ユダヤ系ロシア人の両親のもとでパリに生まれ、イタリアに移住したのち、10歳の時に米国に渡った。ロサンゼルスとニューヨークで映画と写真を学び、1950年代にロバート・キャパの誘いで、写真家集団「マグナム・フォト」に加わった。
いつも2台のカメラを持ち歩く。1台は仕事用で、注文を受けて撮るカラー写真、もう1台は自分用で、自由に撮る個人的な白黒写真。本人曰く「カラー写真は描写にすぎない。白黒写真は対象の本質を捉える」。展覧会は白黒写真に多くのスペースを割いている。展覧会を最後まで見ると、彼の言った意味がわかる。
ユーモアが漂う写真で定評がある人だ。意外な組み合わせが笑いを誘う。ベンチに座るヌーディストのカップルは、なぜか女性が編み物をし、男性がつまらなそうな顔をしている。結婚式後に、車の後部に座った、新郎新婦ではないかもしれない男女。車には「今朝彼女は僕をゲットした。今夜は僕が彼女をゲットする」と書いた紙が貼られている。家族の集合写真でさえ、アーウィットの手にかかるとありきたりにならない。息子二人と父母が座った写真では、威圧的な母親とドイツの無声映画に出てくる人物のような目をした長男が異様だ。
キスをする恋人が車のミラーに映っている有名な写真(上)は、誰もいない浜辺の風景と相まって、シュールリアリズムのような不思議な空間を作り出している。これは演出した写真ではないが、もう一つ有名な、エッフェル塔を背景にして傘を持った恋人と、傘を持った人が大股で飛ぶ瞬間を撮った写真(下)は、エッフェル塔建築100周年のために演出した写真で、パリを舞台にしたミュージカル映画のシーンのようだ。
一番面白いのは、犬愛が止まらないアーウィットが撮った犬のいる写真(一番上の写真)だ。ブーツを履いた女性に連れられた小さな犬。ブーツの隣に大型犬の脚が見える。並んだ足と、服を着て帽子を被った小犬のキョトンとした表情の組み合わせが秀逸だ。「犬の視点に興味がある」という彼は、小犬の気持ちになって撮ったのかもしれない。

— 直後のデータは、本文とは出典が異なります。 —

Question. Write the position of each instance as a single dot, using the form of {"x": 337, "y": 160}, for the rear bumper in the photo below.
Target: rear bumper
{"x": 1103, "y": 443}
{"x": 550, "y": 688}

クスッと笑えて、人間っていいな、と思えてくる。人物がいない建物や風景の写真にも、どこか人間の跡がある。皮肉が効いている作品でも、辛辣にならない。肯定的に生きている心の温かい人なのだろう。それが作品から感じられる。
最後のカラー写真の会場は、米国の歴代大統領、チェ・ゲバラとカストロ、マリリン・モンロー(写真下)をはじめとするハリウッドのスターたちが続々と現れ、豪華絢爛だ。それでも心に残ったのは、作家の内面に触れられる白黒写真の方だった。(羽)9月24日まで開催。
Musée Maillol
Adresse : 61 rue de Grenelle , 75007 Paris , FranceTEL : 01 42 22 25 44
アクセス : Rue du Bac
URL : https://museemaillol.com
無休10:30-18:30、水のみ10:30-22:00。一般16,50€ 、6〜18歳12,50€。